- Born: December 24, 1905 St. Marys, Ontario, Canada
- Died: January 3, 2008 (aged 102) Toronto, Ontario, Canada
- Occupation: Sportswriter

= Milt Dunnell =

Canadian sportswriter (1905–2008)

Milton William Ryan Dunnell (December 24, 1905 - January 3, 2008) was a Canadian sportswriter, known chiefly for his work at the Toronto Star.

==Early life==
Dunnell was born in St. Marys, Ontario, Canada on December 24, 1905, and attended St. Marys Collegiate Institute.

==Career==
After graduating, he worked part-time for the post office and a sales representative for a fruit company. Dunnell became a full-time local correspondent for the Stratford Beacon Herald in 1929 and stayed as a sports editor until 1942. During his time in Stratford, Dunnell met his future wife Dorothy Theresa Pigeon and they married in the rectory, not a church, due to their mixed religions.

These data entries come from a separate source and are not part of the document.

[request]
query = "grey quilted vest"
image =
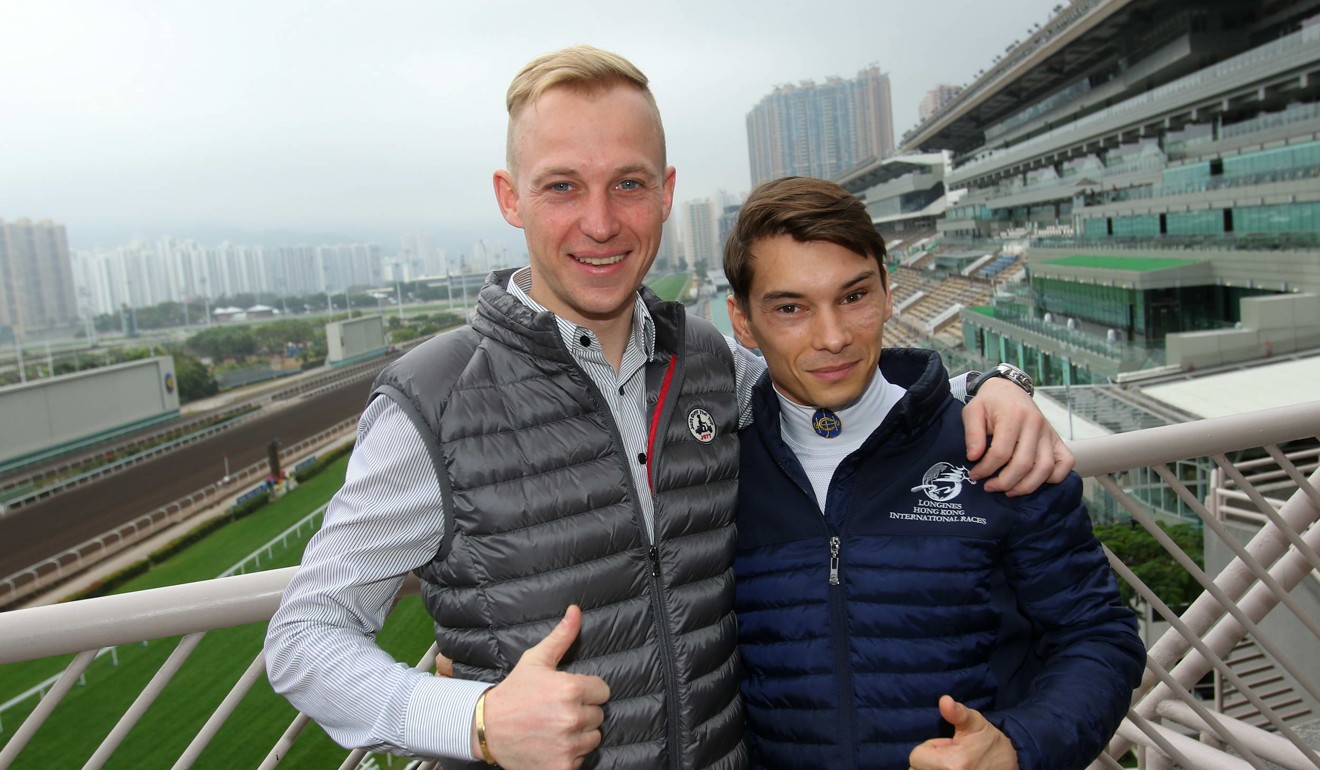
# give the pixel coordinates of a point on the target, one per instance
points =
(541, 515)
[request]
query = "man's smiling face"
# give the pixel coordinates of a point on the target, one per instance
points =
(590, 190)
(817, 313)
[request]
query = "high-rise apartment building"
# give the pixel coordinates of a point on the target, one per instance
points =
(701, 234)
(937, 97)
(36, 276)
(821, 130)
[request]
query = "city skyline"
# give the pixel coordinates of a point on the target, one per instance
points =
(243, 120)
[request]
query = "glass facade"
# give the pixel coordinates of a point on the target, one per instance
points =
(1209, 222)
(1281, 218)
(1274, 160)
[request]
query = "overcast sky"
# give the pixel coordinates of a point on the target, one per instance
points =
(364, 120)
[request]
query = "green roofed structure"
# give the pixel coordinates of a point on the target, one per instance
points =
(1156, 165)
(1125, 263)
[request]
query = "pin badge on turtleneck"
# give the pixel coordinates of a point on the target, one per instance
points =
(826, 424)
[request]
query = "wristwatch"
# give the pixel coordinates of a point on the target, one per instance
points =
(1005, 370)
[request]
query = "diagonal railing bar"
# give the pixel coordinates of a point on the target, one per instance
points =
(1269, 746)
(1204, 613)
(1220, 665)
(1219, 728)
(1294, 473)
(144, 700)
(45, 707)
(213, 725)
(427, 662)
(1193, 665)
(354, 760)
(281, 746)
(1234, 577)
(1250, 561)
(1269, 511)
(1138, 729)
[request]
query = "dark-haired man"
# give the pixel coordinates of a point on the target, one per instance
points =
(561, 476)
(891, 610)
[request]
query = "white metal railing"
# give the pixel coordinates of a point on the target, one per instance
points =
(1274, 548)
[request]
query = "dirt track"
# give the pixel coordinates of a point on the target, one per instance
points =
(45, 528)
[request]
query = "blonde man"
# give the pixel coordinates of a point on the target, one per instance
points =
(561, 474)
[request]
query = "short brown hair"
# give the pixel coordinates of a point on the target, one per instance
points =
(805, 209)
(581, 66)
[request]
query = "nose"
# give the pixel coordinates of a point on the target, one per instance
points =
(599, 219)
(830, 330)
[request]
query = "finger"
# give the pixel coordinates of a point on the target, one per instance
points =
(952, 711)
(551, 650)
(962, 717)
(927, 756)
(594, 690)
(1039, 472)
(974, 429)
(1064, 460)
(1015, 452)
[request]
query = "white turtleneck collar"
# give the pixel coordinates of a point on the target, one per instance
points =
(820, 457)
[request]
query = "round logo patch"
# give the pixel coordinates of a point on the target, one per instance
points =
(943, 481)
(701, 425)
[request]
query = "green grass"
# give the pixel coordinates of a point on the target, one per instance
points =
(89, 712)
(671, 287)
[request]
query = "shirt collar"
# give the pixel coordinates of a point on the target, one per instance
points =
(859, 420)
(643, 326)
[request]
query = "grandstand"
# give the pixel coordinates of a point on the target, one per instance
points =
(1159, 165)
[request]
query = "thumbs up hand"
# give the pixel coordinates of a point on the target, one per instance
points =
(540, 716)
(976, 744)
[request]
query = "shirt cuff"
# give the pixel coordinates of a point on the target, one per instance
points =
(440, 717)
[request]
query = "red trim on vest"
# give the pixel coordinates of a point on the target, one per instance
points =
(655, 416)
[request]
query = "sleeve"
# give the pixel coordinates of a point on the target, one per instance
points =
(320, 646)
(1092, 657)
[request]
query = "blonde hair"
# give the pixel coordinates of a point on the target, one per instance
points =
(582, 68)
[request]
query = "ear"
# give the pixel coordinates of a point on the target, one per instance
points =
(741, 324)
(669, 177)
(506, 194)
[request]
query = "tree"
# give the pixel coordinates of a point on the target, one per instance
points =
(1147, 559)
(223, 342)
(193, 377)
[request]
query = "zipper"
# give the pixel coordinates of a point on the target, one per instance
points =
(658, 606)
(842, 663)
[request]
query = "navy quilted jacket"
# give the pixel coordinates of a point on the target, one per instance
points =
(914, 584)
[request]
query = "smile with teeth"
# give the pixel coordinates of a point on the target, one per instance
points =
(599, 262)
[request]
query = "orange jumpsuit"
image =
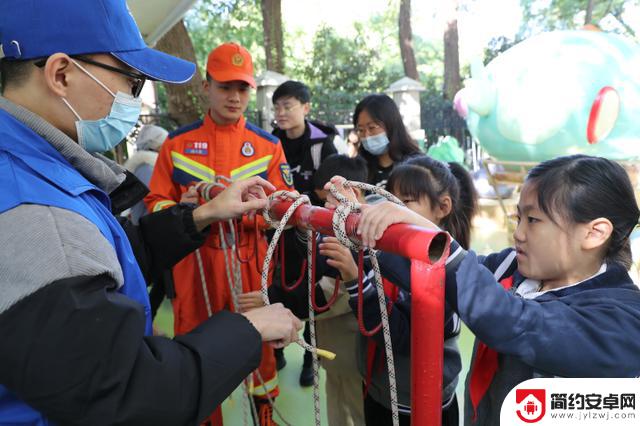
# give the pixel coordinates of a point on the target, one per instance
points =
(199, 152)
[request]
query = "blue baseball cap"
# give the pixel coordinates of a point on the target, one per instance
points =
(32, 29)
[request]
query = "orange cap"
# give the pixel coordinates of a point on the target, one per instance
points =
(229, 62)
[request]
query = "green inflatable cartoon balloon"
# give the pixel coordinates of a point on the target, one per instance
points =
(558, 93)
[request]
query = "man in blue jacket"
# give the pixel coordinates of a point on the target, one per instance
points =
(74, 313)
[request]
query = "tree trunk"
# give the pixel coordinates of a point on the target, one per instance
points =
(272, 28)
(187, 102)
(588, 17)
(406, 44)
(452, 81)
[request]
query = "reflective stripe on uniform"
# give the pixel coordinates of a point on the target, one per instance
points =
(162, 205)
(187, 165)
(251, 169)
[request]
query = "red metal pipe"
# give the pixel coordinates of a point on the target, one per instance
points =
(428, 250)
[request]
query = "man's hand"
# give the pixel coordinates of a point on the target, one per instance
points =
(340, 258)
(241, 197)
(251, 300)
(338, 181)
(276, 324)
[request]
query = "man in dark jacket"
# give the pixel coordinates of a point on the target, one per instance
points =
(305, 143)
(74, 315)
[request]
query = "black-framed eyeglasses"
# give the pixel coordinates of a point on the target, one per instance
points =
(138, 80)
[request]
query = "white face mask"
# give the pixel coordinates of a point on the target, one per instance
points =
(377, 144)
(104, 134)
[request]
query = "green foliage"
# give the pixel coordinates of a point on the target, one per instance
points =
(570, 14)
(339, 69)
(342, 70)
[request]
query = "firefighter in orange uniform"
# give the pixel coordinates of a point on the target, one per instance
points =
(222, 144)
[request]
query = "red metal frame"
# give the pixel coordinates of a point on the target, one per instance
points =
(428, 251)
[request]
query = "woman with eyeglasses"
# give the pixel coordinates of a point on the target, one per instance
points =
(384, 140)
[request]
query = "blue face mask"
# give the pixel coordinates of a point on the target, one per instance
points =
(104, 134)
(377, 144)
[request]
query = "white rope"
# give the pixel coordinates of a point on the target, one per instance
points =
(280, 227)
(312, 331)
(342, 211)
(235, 285)
(248, 404)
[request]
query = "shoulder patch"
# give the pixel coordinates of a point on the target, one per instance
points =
(261, 132)
(185, 129)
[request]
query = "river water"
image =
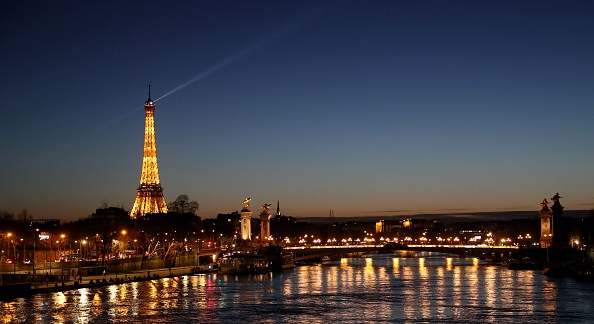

Dunnell eventually became the sports editor for the Toronto Star where he wrote on almost all sports during his career, including the Olympic Games, Stanley and Grey Cup events, and the Kentucky Derby.

During his sports reporting career, Dunnell placed his wallet in his righthand hip pocket, which caused him to be repeatedly pickpocketed. Despite urges to move his wallet, he refused, and fellow reporter Jim Coleman would walk paces behind him to ensure there were no thieves.

==Awards==
By the end of his career, he was awarded the Elmer Ferguson Memorial Award and Jack Graney Award. He was also inducted into the Canadian Football Hall of Fame, Canadian Horse Racing Hall of Fame, Ontario Sports Hall of Fame, and Canadian Sports Hall of Fame. On June 10, 2006, the City of Toronto named a baseball diamond after Dunnell.

Dunnell died on January 3, 2008, at the age of 102 at North York General Hospital of pneumonia.